HeadlinesBriefing favicon HeadlinesBriefing.com

Persistent Agent Memory on Elasticsearch Achieves 0.89 Recall

Hacker News •
×

Agents forget everything between sessions, forcing developers to stuff entire conversation histories into context windows. This approach breaks down on cost and latency while suffering from the 'lost in the middle' effect where models ignore facts placed far from prompt edges. The author built a persistent memory layer on Elasticsearch to solve this.

The system uses three indices following cognitive science categories: episodic (time-stamped events), semantic (stable user facts), and procedural (multi-step playbooks). Each has different write rates and aging rules. A fourth surface handles world data. This separation prevents the haystack problem of undifferentiated storage while allowing appropriate lifecycle management for each memory type.

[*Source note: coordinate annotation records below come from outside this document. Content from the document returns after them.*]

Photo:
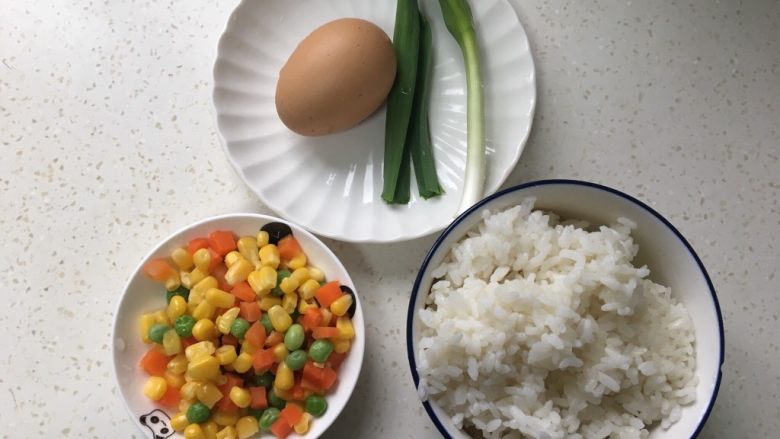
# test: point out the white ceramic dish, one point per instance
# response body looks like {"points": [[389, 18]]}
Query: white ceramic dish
{"points": [[331, 185], [672, 262], [143, 295]]}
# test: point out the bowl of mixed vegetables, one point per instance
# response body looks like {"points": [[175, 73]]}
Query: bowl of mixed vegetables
{"points": [[238, 326]]}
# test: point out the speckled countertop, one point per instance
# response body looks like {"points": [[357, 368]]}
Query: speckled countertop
{"points": [[108, 144]]}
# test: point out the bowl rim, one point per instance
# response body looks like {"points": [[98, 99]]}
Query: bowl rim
{"points": [[239, 215], [551, 182]]}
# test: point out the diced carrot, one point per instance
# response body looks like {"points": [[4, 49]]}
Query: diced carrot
{"points": [[263, 359], [274, 338], [325, 332], [335, 360], [328, 293], [329, 377], [222, 241], [288, 248], [281, 429], [250, 311], [171, 397], [216, 261], [259, 398], [154, 362], [229, 339], [311, 318], [158, 269], [197, 244], [244, 292], [255, 335], [291, 413]]}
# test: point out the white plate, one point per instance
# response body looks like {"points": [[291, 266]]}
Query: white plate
{"points": [[331, 185]]}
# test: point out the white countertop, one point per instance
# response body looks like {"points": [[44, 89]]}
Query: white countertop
{"points": [[107, 134]]}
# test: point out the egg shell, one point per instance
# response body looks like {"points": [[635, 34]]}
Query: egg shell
{"points": [[338, 75]]}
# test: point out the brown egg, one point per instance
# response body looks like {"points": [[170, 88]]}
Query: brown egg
{"points": [[336, 77]]}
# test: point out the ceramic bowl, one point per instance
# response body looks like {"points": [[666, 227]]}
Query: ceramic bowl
{"points": [[142, 295], [670, 258]]}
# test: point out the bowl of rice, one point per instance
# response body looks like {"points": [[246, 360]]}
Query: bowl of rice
{"points": [[564, 309]]}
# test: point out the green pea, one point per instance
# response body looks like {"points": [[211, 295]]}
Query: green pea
{"points": [[280, 275], [181, 291], [239, 328], [265, 380], [320, 350], [183, 325], [275, 401], [269, 416], [296, 360], [157, 331], [316, 405], [294, 337], [266, 322], [198, 413]]}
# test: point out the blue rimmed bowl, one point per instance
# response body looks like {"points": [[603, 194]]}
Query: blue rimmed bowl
{"points": [[671, 259]]}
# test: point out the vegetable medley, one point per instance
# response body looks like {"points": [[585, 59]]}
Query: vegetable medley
{"points": [[251, 339]]}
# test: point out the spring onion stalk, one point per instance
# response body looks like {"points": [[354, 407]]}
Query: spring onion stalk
{"points": [[419, 138], [458, 18], [397, 168]]}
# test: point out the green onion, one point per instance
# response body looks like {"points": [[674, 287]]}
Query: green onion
{"points": [[419, 138], [406, 40], [457, 17]]}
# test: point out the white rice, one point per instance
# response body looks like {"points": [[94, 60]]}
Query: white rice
{"points": [[538, 328]]}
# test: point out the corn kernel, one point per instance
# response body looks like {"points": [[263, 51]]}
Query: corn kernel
{"points": [[189, 391], [231, 258], [204, 330], [249, 348], [247, 246], [203, 368], [269, 302], [177, 364], [225, 321], [279, 318], [204, 310], [284, 376], [280, 352], [269, 256], [340, 306], [176, 308], [288, 285], [226, 354], [228, 432], [302, 426], [173, 380], [262, 239], [262, 280], [238, 271], [240, 397], [246, 427], [179, 422], [225, 418], [144, 323], [298, 261], [155, 388], [210, 429], [173, 282], [345, 327], [242, 363], [316, 274], [193, 431], [289, 302], [208, 394], [341, 346], [219, 298], [171, 342]]}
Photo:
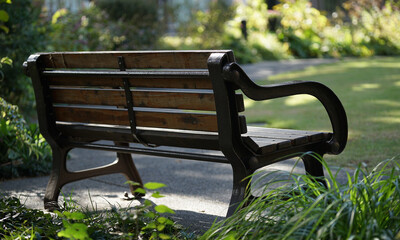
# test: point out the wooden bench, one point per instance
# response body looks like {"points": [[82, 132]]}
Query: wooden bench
{"points": [[141, 100]]}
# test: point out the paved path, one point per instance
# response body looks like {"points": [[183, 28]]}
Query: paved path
{"points": [[199, 192]]}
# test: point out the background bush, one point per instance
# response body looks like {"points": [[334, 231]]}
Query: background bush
{"points": [[23, 150]]}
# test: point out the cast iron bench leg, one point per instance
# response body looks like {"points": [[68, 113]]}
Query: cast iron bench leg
{"points": [[129, 169], [57, 178]]}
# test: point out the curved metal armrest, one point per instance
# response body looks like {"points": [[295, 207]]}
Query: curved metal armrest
{"points": [[233, 73]]}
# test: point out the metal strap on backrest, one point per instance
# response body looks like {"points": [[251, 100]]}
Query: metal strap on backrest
{"points": [[129, 104]]}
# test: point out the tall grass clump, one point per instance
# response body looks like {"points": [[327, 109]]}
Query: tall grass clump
{"points": [[366, 207]]}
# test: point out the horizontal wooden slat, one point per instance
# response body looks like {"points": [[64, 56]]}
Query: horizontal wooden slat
{"points": [[175, 120], [184, 83], [288, 133], [158, 136], [141, 98], [266, 140], [137, 60]]}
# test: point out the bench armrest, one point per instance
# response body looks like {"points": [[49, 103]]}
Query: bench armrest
{"points": [[234, 73]]}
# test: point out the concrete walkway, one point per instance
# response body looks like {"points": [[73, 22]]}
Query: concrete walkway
{"points": [[198, 192]]}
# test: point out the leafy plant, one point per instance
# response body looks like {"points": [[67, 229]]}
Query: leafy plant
{"points": [[23, 150], [366, 207], [19, 222], [142, 220]]}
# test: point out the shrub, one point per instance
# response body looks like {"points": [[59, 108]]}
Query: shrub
{"points": [[23, 150], [24, 35], [220, 28], [367, 207], [106, 25], [376, 24], [302, 27], [139, 221]]}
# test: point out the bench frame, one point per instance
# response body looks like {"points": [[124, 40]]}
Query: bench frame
{"points": [[226, 77]]}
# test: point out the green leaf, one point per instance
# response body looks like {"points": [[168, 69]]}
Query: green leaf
{"points": [[154, 185], [5, 29], [75, 231], [162, 220], [74, 215], [150, 215], [147, 203], [157, 195], [6, 60], [160, 227], [164, 236], [163, 209], [140, 190], [132, 183], [151, 226], [4, 16]]}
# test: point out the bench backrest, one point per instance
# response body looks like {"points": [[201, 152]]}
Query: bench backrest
{"points": [[167, 89]]}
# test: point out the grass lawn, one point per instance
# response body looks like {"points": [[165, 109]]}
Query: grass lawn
{"points": [[370, 92]]}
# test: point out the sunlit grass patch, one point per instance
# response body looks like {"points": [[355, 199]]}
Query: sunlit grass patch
{"points": [[366, 207]]}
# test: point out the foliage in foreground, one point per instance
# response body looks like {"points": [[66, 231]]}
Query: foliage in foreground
{"points": [[367, 207], [23, 150], [144, 221]]}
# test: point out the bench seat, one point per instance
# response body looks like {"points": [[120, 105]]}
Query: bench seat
{"points": [[143, 101]]}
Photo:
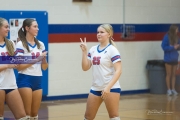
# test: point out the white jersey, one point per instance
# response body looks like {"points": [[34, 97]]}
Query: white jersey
{"points": [[7, 77], [35, 69], [102, 66]]}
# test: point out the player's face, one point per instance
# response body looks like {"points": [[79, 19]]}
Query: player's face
{"points": [[4, 29], [33, 30], [102, 35]]}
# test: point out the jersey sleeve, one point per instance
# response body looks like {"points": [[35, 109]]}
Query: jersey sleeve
{"points": [[19, 49], [115, 55]]}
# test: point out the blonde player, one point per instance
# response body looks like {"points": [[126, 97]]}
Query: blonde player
{"points": [[106, 66], [29, 75], [8, 87]]}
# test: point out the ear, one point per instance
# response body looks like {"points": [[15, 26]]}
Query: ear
{"points": [[27, 28]]}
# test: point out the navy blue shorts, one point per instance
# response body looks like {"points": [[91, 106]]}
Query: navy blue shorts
{"points": [[98, 93], [33, 82], [7, 90]]}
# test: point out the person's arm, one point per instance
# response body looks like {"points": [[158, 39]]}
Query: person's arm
{"points": [[44, 64], [86, 63]]}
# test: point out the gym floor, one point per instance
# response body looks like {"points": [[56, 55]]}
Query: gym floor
{"points": [[132, 107]]}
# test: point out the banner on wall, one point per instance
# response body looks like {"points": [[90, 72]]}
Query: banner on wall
{"points": [[15, 24]]}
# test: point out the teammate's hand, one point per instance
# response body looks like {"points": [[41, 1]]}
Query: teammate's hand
{"points": [[105, 93], [83, 45]]}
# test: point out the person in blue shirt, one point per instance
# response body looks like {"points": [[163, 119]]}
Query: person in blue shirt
{"points": [[171, 45]]}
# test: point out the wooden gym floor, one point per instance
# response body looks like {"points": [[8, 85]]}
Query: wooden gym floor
{"points": [[132, 107]]}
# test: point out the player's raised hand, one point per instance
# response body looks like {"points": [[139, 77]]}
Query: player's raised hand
{"points": [[83, 45]]}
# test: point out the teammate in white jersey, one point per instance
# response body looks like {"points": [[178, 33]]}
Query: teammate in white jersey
{"points": [[8, 87], [105, 61], [29, 75]]}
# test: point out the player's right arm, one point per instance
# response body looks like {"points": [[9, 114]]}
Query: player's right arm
{"points": [[20, 52], [86, 63]]}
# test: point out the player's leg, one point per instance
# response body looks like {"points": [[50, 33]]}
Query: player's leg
{"points": [[112, 105], [93, 102], [168, 77], [174, 68], [14, 101], [2, 100], [36, 102], [26, 95]]}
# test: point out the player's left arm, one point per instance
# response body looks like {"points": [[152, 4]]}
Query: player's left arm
{"points": [[44, 64]]}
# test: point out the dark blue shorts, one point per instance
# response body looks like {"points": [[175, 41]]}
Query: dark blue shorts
{"points": [[98, 93], [33, 82], [7, 90]]}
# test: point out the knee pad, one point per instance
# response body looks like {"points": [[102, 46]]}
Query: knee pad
{"points": [[23, 118], [34, 118], [115, 118]]}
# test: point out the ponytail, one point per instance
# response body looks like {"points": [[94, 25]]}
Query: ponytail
{"points": [[112, 42]]}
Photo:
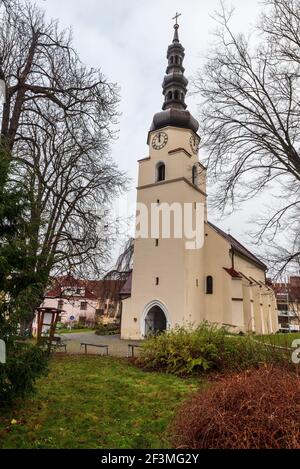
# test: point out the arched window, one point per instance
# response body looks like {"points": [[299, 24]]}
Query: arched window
{"points": [[160, 172], [209, 285], [194, 175]]}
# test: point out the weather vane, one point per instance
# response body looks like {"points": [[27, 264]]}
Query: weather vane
{"points": [[176, 18]]}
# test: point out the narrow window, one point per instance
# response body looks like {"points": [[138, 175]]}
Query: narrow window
{"points": [[209, 285], [194, 175], [160, 172]]}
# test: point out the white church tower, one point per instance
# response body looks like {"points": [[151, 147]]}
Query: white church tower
{"points": [[167, 279]]}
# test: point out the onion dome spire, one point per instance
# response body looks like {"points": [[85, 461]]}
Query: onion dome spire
{"points": [[175, 83], [174, 111]]}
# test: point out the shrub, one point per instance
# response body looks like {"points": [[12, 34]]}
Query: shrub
{"points": [[185, 351], [25, 363], [255, 409]]}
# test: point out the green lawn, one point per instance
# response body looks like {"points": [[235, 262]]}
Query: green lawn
{"points": [[96, 402], [284, 340]]}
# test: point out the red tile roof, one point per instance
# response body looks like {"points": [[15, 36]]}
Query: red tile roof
{"points": [[232, 272], [93, 289]]}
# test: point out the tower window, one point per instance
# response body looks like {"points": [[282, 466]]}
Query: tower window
{"points": [[194, 175], [160, 172], [209, 285]]}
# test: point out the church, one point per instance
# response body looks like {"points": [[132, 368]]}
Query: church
{"points": [[221, 282]]}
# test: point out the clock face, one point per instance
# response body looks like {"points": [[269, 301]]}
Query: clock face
{"points": [[159, 140], [194, 144]]}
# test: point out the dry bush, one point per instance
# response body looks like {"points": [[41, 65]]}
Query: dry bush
{"points": [[258, 408]]}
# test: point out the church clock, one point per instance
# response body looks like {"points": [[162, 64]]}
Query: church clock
{"points": [[194, 144], [159, 140]]}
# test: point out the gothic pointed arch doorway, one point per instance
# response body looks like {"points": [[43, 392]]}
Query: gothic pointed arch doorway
{"points": [[154, 319]]}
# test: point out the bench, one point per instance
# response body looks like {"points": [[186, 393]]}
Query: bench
{"points": [[131, 348], [86, 345]]}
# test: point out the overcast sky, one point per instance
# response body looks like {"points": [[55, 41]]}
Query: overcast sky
{"points": [[128, 40]]}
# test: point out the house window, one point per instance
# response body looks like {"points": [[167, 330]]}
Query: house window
{"points": [[209, 285], [160, 172], [194, 175]]}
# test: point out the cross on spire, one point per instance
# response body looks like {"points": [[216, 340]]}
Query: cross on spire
{"points": [[176, 18]]}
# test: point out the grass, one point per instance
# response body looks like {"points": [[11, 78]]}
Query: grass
{"points": [[284, 340], [96, 402]]}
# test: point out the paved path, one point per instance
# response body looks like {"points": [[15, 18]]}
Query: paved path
{"points": [[116, 346]]}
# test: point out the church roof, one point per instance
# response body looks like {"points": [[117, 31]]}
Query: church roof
{"points": [[237, 247]]}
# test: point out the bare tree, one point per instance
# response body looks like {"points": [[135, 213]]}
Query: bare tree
{"points": [[58, 124], [71, 186], [40, 64], [251, 116]]}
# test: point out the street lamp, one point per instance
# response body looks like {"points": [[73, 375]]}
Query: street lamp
{"points": [[2, 83], [2, 93]]}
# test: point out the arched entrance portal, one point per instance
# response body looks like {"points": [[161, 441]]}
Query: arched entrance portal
{"points": [[155, 318], [155, 321]]}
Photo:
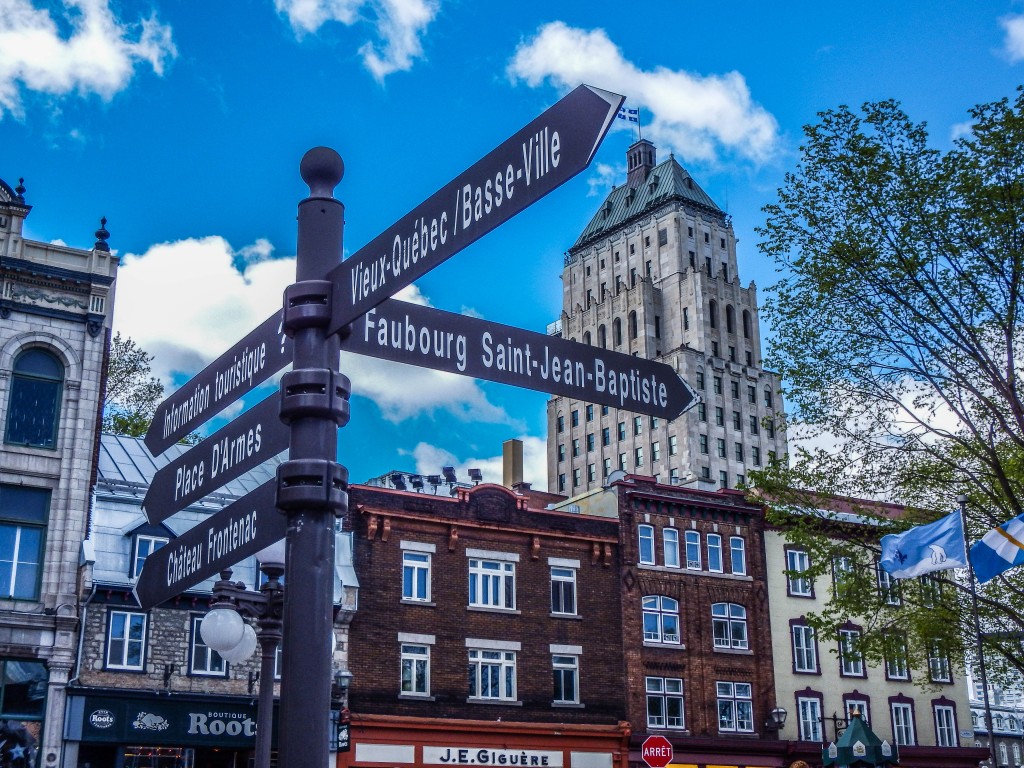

Recall uses hybrid search: RRF over BM25 and Jina v5 dense vectors, followed by a cross-encoder reranker. Documents index both ways from a single write. On 168 QA questions, the system achieves 0.89 recall@10 with zero cross-tenant leaks. Supersession handles contradictions while decay prevents older facts from outranking fresh ones.

This implementation demonstrates that search engines naturally fit agent memory requirements. Rather than splitting across vector stores, keyword engines, and auth services, a single Elasticsearch-based solution handles retrieval, isolation, and lifecycle management. The approach scales to years of interaction while maintaining strict user privacy boundaries.